2-9

 そこまで言って、ふと前に並ぶ小鉢に視線を落とした。


「あ、れ……? もしかして、同じもの……?」


「そうだ。――凛」


 僕は頷いて、再びダイドコへ。巨大な卵のような形のものを抱いて戻ると、長瀬さんも四ノ宮さんも目を丸くした。


「これが、冬瓜。店では、先に食べたもののように、綺麗な翡翠色になるように作るのが基本だ。舌に残るわずかな青臭さも、大人の味としてなくてはならないポイントだ」


 座卓に置いたそれをポンポンと叩いて、目を細める。


「だから、冬瓜の皮は表面だけを薄く剥く。皮の緑色が残るように、だ」


「たしかに、すごく綺麗ですもんね……」


 四ノ宮さんが、先に出したほうの小鉢を覗き込んで頷く。


「ああ。だが、それを苦手とする子供もいる。そういう時は、緑の部分が残らないように、皮を厚く剥く。それが、あとに食べたほうだ」


「え……? 皮を薄く剥くか、厚く剥くかの違いだけなんですか……?」


「そうだ。皮に近い部分はほかのところより固いから、味がよく染み込むよう隠し包丁を入れた。違うのは、それだけだ。あとの調理工程は一切変わらない」


「そう……なんですか……」


 意外そうにしながら、手の中の小鉢を見つめて――さらに一口食べる。

 じゅわっと口の中に広がる冷たいお出汁を存分に堪能して、長瀬さんはほうっと感嘆の息をついた。

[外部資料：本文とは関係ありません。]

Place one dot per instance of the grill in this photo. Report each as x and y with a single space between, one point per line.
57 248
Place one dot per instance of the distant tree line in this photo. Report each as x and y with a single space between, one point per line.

「っ……。ああ、これだ……! この味だ……! 美味しい……!」


 まるで、喜びを噛み締めるように、言う。


「お出汁の餡がすごく優しくて、干しエビの風味がきいてて、後味は生姜でスッキリで、歯がいらないぐらい柔らかくてトロトロで……。ああ、ばあちゃんの味だ……!」


 その本当に幸せそうな笑顔に、僕まで嬉しくなってくる。


「京都の夏には欠かせない味だ。この店でも、よく作る」


「……! 京都の夏には……?」


 長瀬さんが、ピクリと身を震わせる。

 そして、再び手の中の小鉢を見つめると、ひどく不愉快そうに眉間にしわを寄せた。


「じゃあ、京都生まれ京都育ちの親父には、なじみ深い料理のはずですよね? それなら、ピンと来てもよさそうなのに……」


 箸を握る手に力を込めて、「いくら俺が、冬瓜とカブと間違えていたからって」と呟く。その様子に、僕と一陽さんは思わず顔を見合わせた。


 ああ、そっか。親父さんに訊いても、『そんなのあったか?』って反応をされたって話だったっけ。でも、それって――。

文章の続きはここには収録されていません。